Talking about sex from an early age primed me to make better decisions about my body as I grew up. These crucial exchanges helped me understand that my body is not merely a vessel for someone else’s pleasure. I can say no. I can say no whenever I want -- from the get-go, halfway through, just before climax. I can confidently ask my partners the hard questions: when was the last time you were tested? Do you have a condom? These consultations with close and trusted friends taught me how to freely participate in sex while also physically and emotionally protecting myself. These ostensibly simple, collegiate heart-to-hearts, ultimately, prepared me to insist on my sexual enjoyment as a grown woman.


As I got older, my sex talks with girlfriends matured. Gone were the days of how to obtain birth control without someone’s conservative parents knowing. The conversations shifted and matured, but so had we. Between the ever-present giggles, awkward sexual mishaps, and humiliating Plan B purchases from CVS, there were serious discussions about past sexual traumas, kinks, UTIs, miscarriages, how to enjoy a healthy sex life with incurable, but manageable, STDs, and sex after childbirth. More than ever, we asked each other: But did you enjoy it? Pleasure for me -- the woman -- finally became paramount. Friends encouraged me to want that, and I encouraged them to not settle for partners who didn’t prioritize their desires.

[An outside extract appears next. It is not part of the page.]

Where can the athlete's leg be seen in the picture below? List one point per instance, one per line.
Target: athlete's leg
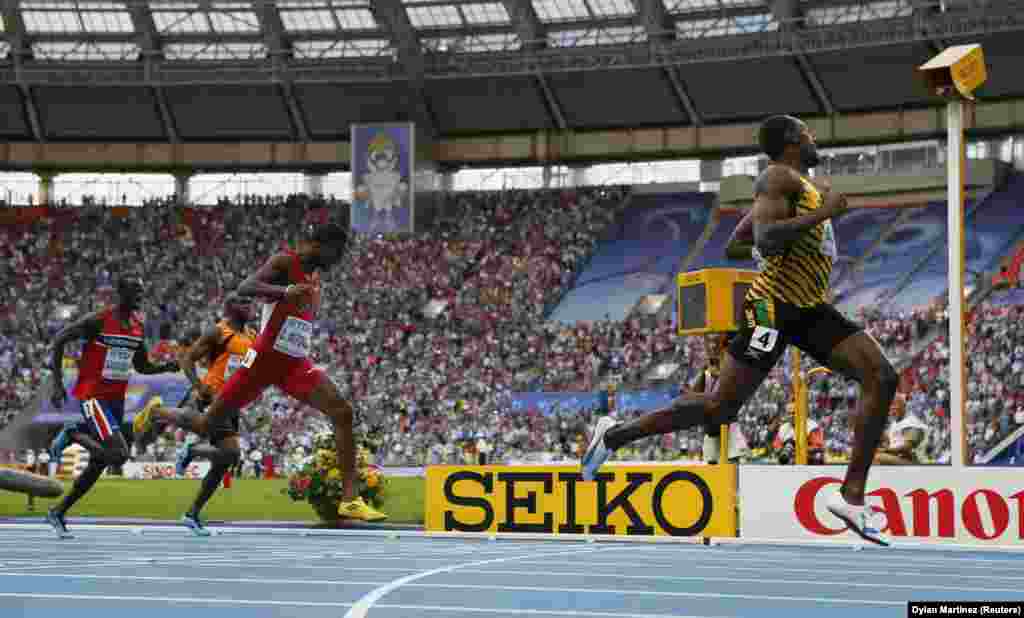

Girlfriends were crucial in my sexual development. They raised the bar. They encouraged safety. They demanded consent. They advocated for pleasure, so often and so frequently, that I began to insist upon it myself. It’s for these reasons that I encourage women to talk about their sex lives, no matter the activity, with other women. If you’re nervous about approaching the topic with girlfriends for the first time, grab yourself a very large bottle of wine, and remember that sex, for many women, is a human experience, abounding with shared joys and frustrations.